99 Morningside Avenue
99 Morningside Avenue

Eastern Union Funding secured a $20 million construction loan for Azimuth Development Group’s 99 Morningside Avenue condominium project, Mortgage Observer has learned. Madison Realty Capital provided the two-year, interest-only loan, with an interest rate of 11.5 percent.

“Normally, paying double digit rates is very high, and most of our construction loans are sub-five percent,” said Eastern Managing Directer Jeff Seidenfeld, who brokered the deal. “In this case, the final product was cheap equity. This leverage would have been impossible had we gone with a conventional bank—the client would have had to put up substantially more equity and possibly taken out a partnership.” 

SEE ALSO: BHI, Be Aviv Lend $115M on Flatbush Apartments Project

The loan will cover 100 percent of construction costs and 90 percent of out-of-pocket costs for the planned mixed use development in West Harlem, currently home to St. Luke Baptist Church and two other buildings. Permits for the project, which will rise over the church, were filed in September, according to a report from New York Yimby.

Demolition is expected to take place within weeks. Construction will immediately follow, with the goal of completion at the end of 2016.
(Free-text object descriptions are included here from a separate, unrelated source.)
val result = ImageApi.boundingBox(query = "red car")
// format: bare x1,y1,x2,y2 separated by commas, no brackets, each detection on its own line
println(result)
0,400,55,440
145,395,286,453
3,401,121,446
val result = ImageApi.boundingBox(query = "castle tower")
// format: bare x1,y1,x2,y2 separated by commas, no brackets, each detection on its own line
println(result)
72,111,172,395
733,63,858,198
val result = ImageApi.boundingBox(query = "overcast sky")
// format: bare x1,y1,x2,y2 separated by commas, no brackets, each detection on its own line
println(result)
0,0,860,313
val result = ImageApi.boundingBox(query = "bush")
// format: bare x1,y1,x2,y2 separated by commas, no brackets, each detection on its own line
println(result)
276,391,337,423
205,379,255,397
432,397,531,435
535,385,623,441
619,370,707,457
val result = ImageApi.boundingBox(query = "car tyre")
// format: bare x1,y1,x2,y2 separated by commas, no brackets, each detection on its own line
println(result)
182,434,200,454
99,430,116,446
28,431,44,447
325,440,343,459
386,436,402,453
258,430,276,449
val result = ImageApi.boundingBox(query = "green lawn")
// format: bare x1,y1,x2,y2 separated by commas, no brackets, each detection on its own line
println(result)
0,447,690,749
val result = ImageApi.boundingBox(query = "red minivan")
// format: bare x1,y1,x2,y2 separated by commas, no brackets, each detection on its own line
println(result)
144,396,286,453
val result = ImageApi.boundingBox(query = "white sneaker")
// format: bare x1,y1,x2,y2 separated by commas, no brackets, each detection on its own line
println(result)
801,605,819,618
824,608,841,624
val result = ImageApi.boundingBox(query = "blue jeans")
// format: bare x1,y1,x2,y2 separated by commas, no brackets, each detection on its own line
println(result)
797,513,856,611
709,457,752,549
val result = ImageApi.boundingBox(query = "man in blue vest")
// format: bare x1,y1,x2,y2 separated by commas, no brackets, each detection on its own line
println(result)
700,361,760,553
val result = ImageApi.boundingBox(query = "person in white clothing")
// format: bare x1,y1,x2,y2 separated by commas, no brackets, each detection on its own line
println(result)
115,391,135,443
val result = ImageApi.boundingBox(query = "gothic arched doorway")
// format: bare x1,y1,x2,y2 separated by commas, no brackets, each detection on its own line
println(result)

Azimuth bought the 99 Morningside plot and adjacent properties at 369-371 West 123rd Street and 101-103 Morningside, according to a representative for Eastern. The adjacent parcels each cost $1.8 million; the 99 Morningside sale has not yet hit city records.

Once built, the new 11-story building will have 22 condos, and part of the second floor will house the church. While the existing church structure will be demolished, the church has already reached an agreement with the developer to be a tenant of the new project, the representative said.

“West Harlem has seen a significant resurgence in the last several years and we see this development as the tipping point of that,” said Azimuth founder Guido Subotovsky in a prepared statement. “We want to bring south of 96th Street quality north of 96th street. We think our project will bring to the neighborhood the kind of quality you’d see in a downtown structure and sets a new bar moving forward.”